China's Solar Capacity Set to Overtake Coal in 2026
For the first time in history, China's installed solar power capacity is projected to surpass coal in 2026, marking a watershed moment in the global energy transition even as the country paradoxically continues building new coal plants.
A Historic Crossover
China is on the verge of a landmark energy milestone. According to the China Electricity Council (CEC), the country's installed solar power capacity will exceed coal for the first time in 2026 — a moment analysts are calling a turning point in the world's largest energy system.
Solar capacity reached roughly 1,200 gigawatts (GW) by the end of 2025 after a record year that added 315 GW of new panels. Coal capacity, meanwhile, stands at approximately 1,333 GW. With China expected to install another 235 GW of solar this year, the crossover is all but certain.
Renewables Reshape the Power Mix
The shift extends well beyond solar alone. By the end of 2026, non-fossil energy sources — solar, wind, hydro, and nuclear — are projected to account for 63 percent of China's total installed power capacity, while coal's share falls to roughly 31 percent, according to CEC projections reported by Carbon Brief.
The combined capacity of wind and solar alone will represent about half of the nation's entire generating fleet. China plans to add more than 400 GW of new generation capacity in 2026, with wind and solar contributing over 300 GW of that total.
The economic weight of this transformation is enormous. China's clean-energy sectors contributed 15.4 trillion yuan ($2.1 trillion) in 2025, representing 11.4 percent of GDP and driving roughly one-third of economic growth. If measured as a standalone economy, the sector would rank as the world's eighth-largest.
Global Dominance
China's renewable buildout dwarfs every other country. It is expected to account for over half of all new solar capacity installed worldwide this year and roughly 60 percent of new wind capacity. As Yale Environment 360 notes, the sheer scale means China's domestic energy decisions carry outsized consequences for global climate targets.

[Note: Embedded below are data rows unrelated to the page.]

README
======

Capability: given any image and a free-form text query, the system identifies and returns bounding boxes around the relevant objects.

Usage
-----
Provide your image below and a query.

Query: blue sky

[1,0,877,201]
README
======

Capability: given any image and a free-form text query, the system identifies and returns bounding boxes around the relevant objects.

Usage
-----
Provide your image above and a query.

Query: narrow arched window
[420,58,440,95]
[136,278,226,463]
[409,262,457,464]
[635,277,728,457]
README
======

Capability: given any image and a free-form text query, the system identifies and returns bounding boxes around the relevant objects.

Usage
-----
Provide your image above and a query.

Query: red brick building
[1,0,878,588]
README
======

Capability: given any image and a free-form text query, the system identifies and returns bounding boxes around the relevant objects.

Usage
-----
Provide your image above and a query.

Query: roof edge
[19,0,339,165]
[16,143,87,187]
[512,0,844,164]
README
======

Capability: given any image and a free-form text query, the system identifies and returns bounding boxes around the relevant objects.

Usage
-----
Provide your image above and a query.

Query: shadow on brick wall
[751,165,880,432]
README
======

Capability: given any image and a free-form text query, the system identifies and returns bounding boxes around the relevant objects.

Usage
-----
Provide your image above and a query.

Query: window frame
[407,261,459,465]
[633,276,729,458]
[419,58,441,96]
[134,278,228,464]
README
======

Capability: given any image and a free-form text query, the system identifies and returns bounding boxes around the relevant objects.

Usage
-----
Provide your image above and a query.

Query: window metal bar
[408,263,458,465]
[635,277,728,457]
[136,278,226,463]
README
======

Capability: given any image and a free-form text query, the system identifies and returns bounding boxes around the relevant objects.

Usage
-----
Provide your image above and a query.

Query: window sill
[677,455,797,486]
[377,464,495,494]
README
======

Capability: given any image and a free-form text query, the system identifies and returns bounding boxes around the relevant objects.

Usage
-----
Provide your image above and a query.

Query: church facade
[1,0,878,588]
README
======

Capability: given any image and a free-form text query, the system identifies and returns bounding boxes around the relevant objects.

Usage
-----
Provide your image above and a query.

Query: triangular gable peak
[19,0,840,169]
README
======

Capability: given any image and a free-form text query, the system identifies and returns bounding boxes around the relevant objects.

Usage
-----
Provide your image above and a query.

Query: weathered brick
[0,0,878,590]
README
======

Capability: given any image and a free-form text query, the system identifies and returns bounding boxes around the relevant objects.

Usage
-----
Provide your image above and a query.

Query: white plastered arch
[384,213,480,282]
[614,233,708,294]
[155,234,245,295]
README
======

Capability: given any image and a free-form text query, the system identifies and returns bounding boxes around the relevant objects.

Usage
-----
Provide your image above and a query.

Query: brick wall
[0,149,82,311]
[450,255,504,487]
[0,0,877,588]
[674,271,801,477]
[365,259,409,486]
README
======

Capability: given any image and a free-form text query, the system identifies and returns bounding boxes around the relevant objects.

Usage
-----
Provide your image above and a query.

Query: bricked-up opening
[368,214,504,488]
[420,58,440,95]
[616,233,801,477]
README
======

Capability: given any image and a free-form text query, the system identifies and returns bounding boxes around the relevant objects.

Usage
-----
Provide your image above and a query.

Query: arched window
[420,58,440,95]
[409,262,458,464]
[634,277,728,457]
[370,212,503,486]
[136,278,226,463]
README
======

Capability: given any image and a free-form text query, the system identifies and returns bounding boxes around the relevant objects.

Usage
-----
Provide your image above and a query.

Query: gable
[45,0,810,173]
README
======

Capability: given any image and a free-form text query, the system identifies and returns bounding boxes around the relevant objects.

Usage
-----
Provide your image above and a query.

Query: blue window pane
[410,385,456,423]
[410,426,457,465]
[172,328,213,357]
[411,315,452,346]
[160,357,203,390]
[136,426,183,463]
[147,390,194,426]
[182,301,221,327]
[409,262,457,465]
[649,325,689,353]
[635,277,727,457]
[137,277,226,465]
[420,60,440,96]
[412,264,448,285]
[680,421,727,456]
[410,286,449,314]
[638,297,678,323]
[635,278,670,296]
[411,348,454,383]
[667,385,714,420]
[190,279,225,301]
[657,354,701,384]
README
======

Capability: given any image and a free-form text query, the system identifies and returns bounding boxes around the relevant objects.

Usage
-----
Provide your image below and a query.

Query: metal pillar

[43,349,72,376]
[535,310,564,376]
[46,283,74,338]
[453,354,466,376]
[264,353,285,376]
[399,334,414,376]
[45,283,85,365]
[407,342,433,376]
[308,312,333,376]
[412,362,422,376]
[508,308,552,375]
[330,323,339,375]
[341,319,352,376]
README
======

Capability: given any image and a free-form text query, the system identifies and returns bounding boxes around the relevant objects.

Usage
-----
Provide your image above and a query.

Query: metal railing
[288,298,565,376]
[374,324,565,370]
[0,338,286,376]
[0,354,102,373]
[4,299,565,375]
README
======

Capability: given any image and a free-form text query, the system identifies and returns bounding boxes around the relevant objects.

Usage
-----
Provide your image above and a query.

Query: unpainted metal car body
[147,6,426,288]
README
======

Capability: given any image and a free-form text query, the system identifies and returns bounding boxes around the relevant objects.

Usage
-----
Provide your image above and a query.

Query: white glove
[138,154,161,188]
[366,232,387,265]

The pace has been staggering: solar capacity averaged 270 GW of annual growth over the past three years, a rate that would have seemed implausible a decade ago when China was still the world's coal plant construction leader.
The Coal Paradox
Yet the milestone comes with a significant caveat. Even as solar eclipses coal in installed capacity, China continues to approve and build new coal-fired power plants at a striking rate. Developers submitted proposals for 161 GW of new coal capacity in 2025 alone, and 291 GW remains in the pipeline — either permitted or under construction, according to Global Energy Monitor data cited by 350.org.
Capacity and generation are also different things. Coal plants run closer to their maximum output than solar panels, which only produce power during daylight. As a result, coal still provides roughly half of China's actual electricity generation despite its shrinking capacity share.
Lauri Myllyvirta, a leading analyst on China's energy policy, has warned that policymakers face a critical choice in the near term: either limit new coal construction or risk slowing the renewable expansion that has driven costs down so dramatically.
What Comes Next
Under new government guidelines, coal plants are being repositioned as backup "peaker" facilities to handle demand spikes and fill gaps when sun and wind fall short. Many existing coal plants already operate at only about 50 percent capacity utilization, and a growing number run at a loss due to competition from cheap renewables.
China's solar-over-coal milestone is real and significant — a signal that the economics of clean energy have fundamentally shifted. But until the country reconciles its simultaneous coal buildout, the full climate promise of this historic crossover remains incomplete.